The science of campaign optimization was among the very first things I was introduced to when first coming to work in programmatic media at Bannerconnect, and it was with great interest that I learned the particular steps our campaign managers regularly take to ensure campaigns run in the most effective way for their advertiser.

Statistically sound optimization

From the data scientist point of view, I was of course very interested in the statistics behind how a certain domain, creative type, or even time of day could be judged to be better than any of the others. When optimizing toward clicks, view times, landings, or final conversions, the answer to the above seems simple enough – there are many types of comparative analysis that one could do between different variable types, and indeed a confidence interval for this binomial type data can be easily calculated, with the resulting confidence interval being largely dependent on the sample size present. The below image visualizes this: domain 2 may appear better than domain 1, but with overlapping confidence intervals, we cannot be sure that there is a real difference.

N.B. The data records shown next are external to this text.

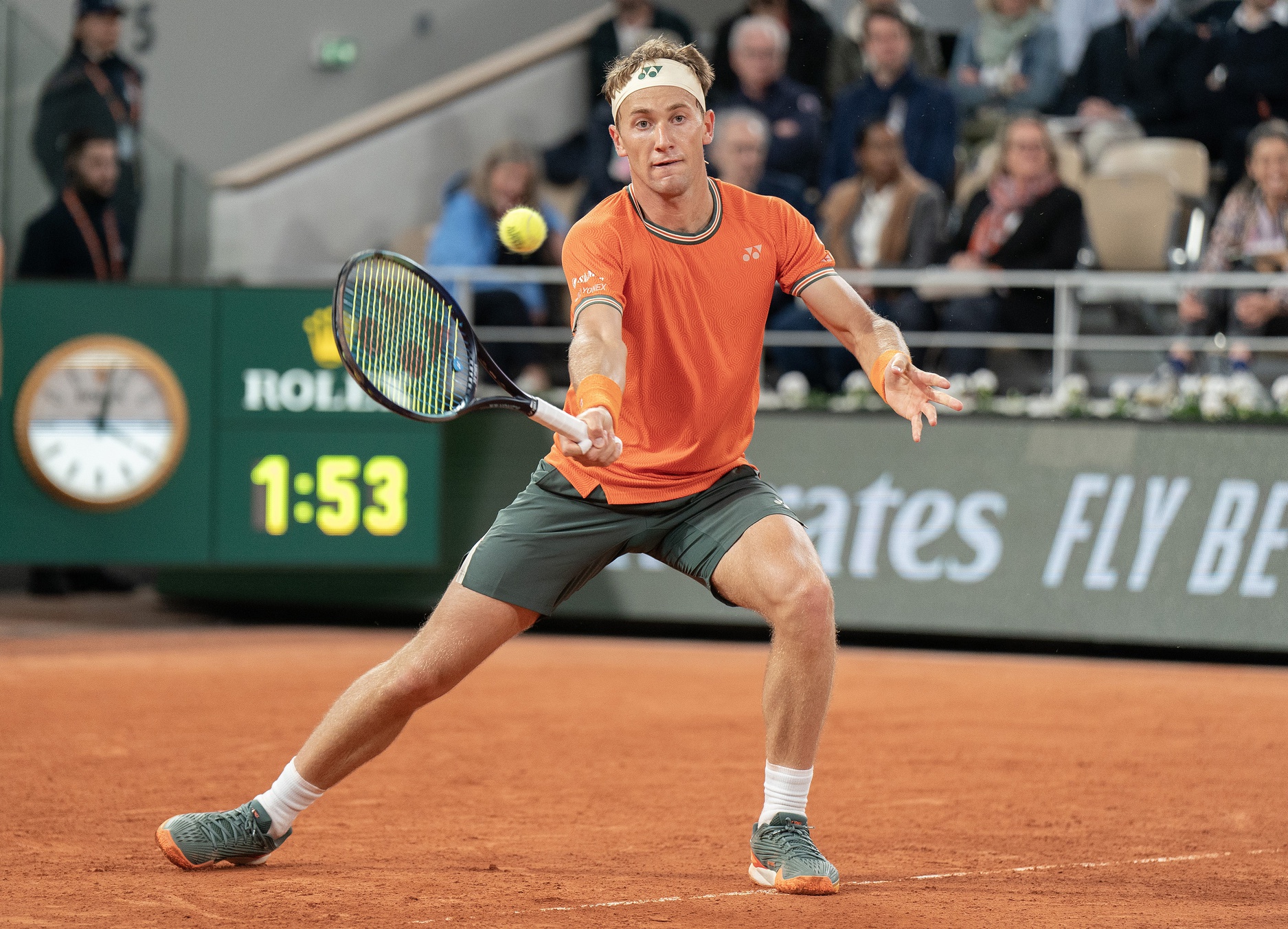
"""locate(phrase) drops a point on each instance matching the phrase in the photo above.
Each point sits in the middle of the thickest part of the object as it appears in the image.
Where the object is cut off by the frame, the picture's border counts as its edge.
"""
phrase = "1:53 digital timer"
(337, 502)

The difficulty with ratios

However, I quickly came across a more interesting problem: how do you calculate the confidence interval of a ratio of two populations, where there is an uncertainty in each population? For example, what is the confidence interval in my Cost per Action (CPA), given that both the Cost of an impression has a natural variation when taken over a large dataset (and can be presumed to be normally distributed), and the “Action” will also have an uncertainty related to its sample size, and should be binomially distributed? What is the best way to combine these two uncertainties in my measurements, to have a good estimate of how much faith I can put in my calculated CPA?

Previous work in health economics

A quick Google here revealed that not only was I the only one struggling with this problem, but that it was actually more complicated than I had thought. My literature review led me to a different field entirely – that of epidemiology and health economics, where the similar problems had been explored, ignored, or criticized, in turn.

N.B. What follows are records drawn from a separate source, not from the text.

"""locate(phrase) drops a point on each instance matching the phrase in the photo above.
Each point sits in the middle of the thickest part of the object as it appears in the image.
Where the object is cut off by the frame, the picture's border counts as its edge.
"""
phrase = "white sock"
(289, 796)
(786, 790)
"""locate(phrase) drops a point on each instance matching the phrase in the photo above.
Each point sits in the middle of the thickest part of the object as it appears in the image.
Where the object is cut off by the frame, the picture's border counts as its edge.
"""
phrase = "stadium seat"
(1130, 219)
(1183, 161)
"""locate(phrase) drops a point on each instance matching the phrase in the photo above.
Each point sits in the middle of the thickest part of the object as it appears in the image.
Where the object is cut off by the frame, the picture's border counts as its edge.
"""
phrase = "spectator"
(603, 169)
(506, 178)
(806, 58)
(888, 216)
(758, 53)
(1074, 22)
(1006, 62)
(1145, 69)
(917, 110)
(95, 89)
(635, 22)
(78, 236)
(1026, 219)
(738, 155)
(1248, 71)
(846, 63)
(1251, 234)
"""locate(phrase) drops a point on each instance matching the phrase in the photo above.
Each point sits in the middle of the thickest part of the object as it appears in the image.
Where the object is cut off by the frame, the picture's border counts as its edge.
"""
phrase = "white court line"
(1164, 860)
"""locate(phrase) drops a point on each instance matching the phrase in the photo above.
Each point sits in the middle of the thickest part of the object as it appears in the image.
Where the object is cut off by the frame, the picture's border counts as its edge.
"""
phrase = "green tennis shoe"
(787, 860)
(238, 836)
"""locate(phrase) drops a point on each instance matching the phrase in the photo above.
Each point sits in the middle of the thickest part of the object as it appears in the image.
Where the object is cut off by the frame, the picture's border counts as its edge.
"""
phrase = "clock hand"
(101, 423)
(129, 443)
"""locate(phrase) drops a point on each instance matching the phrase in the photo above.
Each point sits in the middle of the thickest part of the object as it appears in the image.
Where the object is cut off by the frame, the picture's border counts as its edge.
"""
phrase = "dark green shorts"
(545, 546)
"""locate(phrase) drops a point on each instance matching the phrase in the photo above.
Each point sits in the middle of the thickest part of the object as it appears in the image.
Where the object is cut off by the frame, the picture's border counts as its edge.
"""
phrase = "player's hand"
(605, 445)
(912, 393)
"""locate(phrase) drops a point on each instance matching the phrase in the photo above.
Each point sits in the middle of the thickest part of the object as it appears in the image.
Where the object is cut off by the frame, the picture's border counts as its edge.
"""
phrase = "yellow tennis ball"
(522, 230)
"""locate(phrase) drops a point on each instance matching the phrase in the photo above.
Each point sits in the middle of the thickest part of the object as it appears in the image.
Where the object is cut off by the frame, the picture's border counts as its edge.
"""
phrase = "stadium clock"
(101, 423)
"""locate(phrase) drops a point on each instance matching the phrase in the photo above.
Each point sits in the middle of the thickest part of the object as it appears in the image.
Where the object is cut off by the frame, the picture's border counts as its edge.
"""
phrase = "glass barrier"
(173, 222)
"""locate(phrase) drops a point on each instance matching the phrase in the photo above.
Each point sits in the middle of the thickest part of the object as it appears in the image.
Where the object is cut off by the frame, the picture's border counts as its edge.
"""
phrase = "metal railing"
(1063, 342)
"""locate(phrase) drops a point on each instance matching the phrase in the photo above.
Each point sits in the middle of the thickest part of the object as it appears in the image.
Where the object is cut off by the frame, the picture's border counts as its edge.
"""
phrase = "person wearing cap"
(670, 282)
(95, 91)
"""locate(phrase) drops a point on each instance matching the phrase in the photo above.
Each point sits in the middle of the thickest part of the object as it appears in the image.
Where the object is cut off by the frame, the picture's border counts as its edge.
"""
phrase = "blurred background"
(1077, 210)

This problem comes about in health economics in the form of cost effectivity ratios – the calculation of how much a treatment costs, versus how likely it is to work. As noted in the paper of Polsky et. al (1), methods for calculating the confidence interval in these ratio are less well developed in their field, and as such often left out of publications. Their work gives a comparison of the effectivity of four methods of calculating these intervals, judging them by performing a Monte Carlo experiment. Of the methods they explore, I’ll mention here only the two which they found most accurate: Fieller’s Method, and a Bootstrap method.

Fieller’s Method

Fieller’s method was first published in 1954, and provides an analytical method for calculating the confidence interval of two ratios, where each part of the ratio may be from a different distribution, i.e. have unrelated uncertainties (2). While this method is very successful for the health economics field, unfortunately for us, it has some conditions which make it inaccurate for the calculation of our CPA, for example. The main restriction that is violated here is that of normality: our “Action” data here will fail this requirement. Another difficulty to be aware of here is that the proportion of positive actions we have in forming our CPA will be extremely low – often less than 1%, which will lead to difficulties in the calculation – a problem that is uncommon in the health field.

Bootstrapping

Happily, the second of the recommended methods they mention, Bootstrapping, leads to much more success. Bootstrapping, simply put, is a method for estimating an estimator (for example the standard deviation), using resampling with replacement of your data. In simple terms, what this means for our example is that we should use a large amount of input data, consisting of cost per impression, and whether the impression resulted in a conversion or not. We can then take a sample of some of these rows, to calculate the CPA. By calculating this thousands of times over different samples of our input data, the distribution of the CPA can be built up, from which we could, for example calculate a standard deviation. While this can sound fiddly, in practice there are bootstrapping routines built into many popular programmes – for example R, SciPy, and MatLab, to name a few.

Armed with these methods, calculating confidence intervals for ratios with unrelated errors becomes much easier, and most importantly, campaign optimizations can be made on statistically sound information!

(1) Polsky, Glick, Willke, and Schulman, “Confidence intervals for cost-effectiveness ratios: A comparison of four methods”, Health Economics, Vol 6: 243-252 (1997).

(2) Fieller, “Some Problems in Interval Estimation”, Journal of the Royal Statistical Society, Series B (Methodological), Vol. 16, No. 2 (1954), 175-185.